5. Decisions to withhold or withdraw life-sustaining treatment. In addition to the standards set forth in subdivision four of this section, decisions by surrogates to withhold or withdraw life-sustaining treatment (including decisions to accept a hospice plan of care that provides for the withdrawal or withholding of life-sustaining treatment) shall be authorized only if the following conditions are satisfied, as applicable:
(a)
(i) Treatment would be an extraordinary burden to the patient and an attending practitioner determines, with the independent concurrence of another physician , nurse practitioner or physician assistant, that, to a reasonable degree of medical certainty and in accord with accepted medical standards, (A) the patient has an illness or injury which can be expected to cause death within six months, whether or not treatment is provided; or (B) the patient is permanently unconscious; or
(ii) The provision of treatment would involve such pain, suffering or other burden that it would reasonably be deemed inhumane or extraordinarily burdensome under the circumstances and the patient has an irreversible or incurable condition, as determined by an attending practitioner with the independent concurrence of another physician , nurse practitioner or physician assistant to a reasonable degree of medical certainty and in accord with accepted medical standards.
(b) In a residential health care facility, a surrogate shall have the authority to refuse life-sustaining treatment under subparagraph (ii) of paragraph (a) of this subdivision only if the ethics review committee, including at least one physician , nurse practitioner or physician assistant who is not directly responsible for the patient's care, or a court of competent jurisdiction, reviews the decision and determines that it meets the standards set forth in this article.
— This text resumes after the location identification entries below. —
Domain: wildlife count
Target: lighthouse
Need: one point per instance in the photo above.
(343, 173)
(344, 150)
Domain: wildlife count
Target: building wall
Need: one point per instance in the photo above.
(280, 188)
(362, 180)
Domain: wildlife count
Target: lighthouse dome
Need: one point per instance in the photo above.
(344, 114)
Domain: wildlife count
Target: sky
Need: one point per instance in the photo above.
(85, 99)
This requirement shall not apply to a decision to withhold cardiopulmonary resuscitation.
(c) In a general hospital, if the attending practitioner objects to a surrogate's decision, under subparagraph (ii) of paragraph (a) of this subdivision, to withdraw or withhold nutrition and hydration provided by means of medical treatment, the decision shall not be implemented until the ethics review committee, including at least one physician , nurse practitioner or physician assistant who is not directly responsible for the patient's care, or a court of competent jurisdiction, reviews the decision and determines that it meets the standards set forth in this subdivision and subdivision four of this section.
(d) Providing nutrition and hydration orally, without reliance on medical treatment, is not health care under this article and is not subject to this article.
(e) Expression of decisions. The surrogate shall express a decision to withdraw or withhold life-sustaining treatment either orally to an attending practitioner or in writing.

N.Y. Pub. Health Law § 2994-D

Amended by New York Laws 2019, ch. 708,Sec. 24, eff. 6/17/2020.
Amended by New York Laws 2017, ch. 430,Sec. 19, eff. 5/28/2018.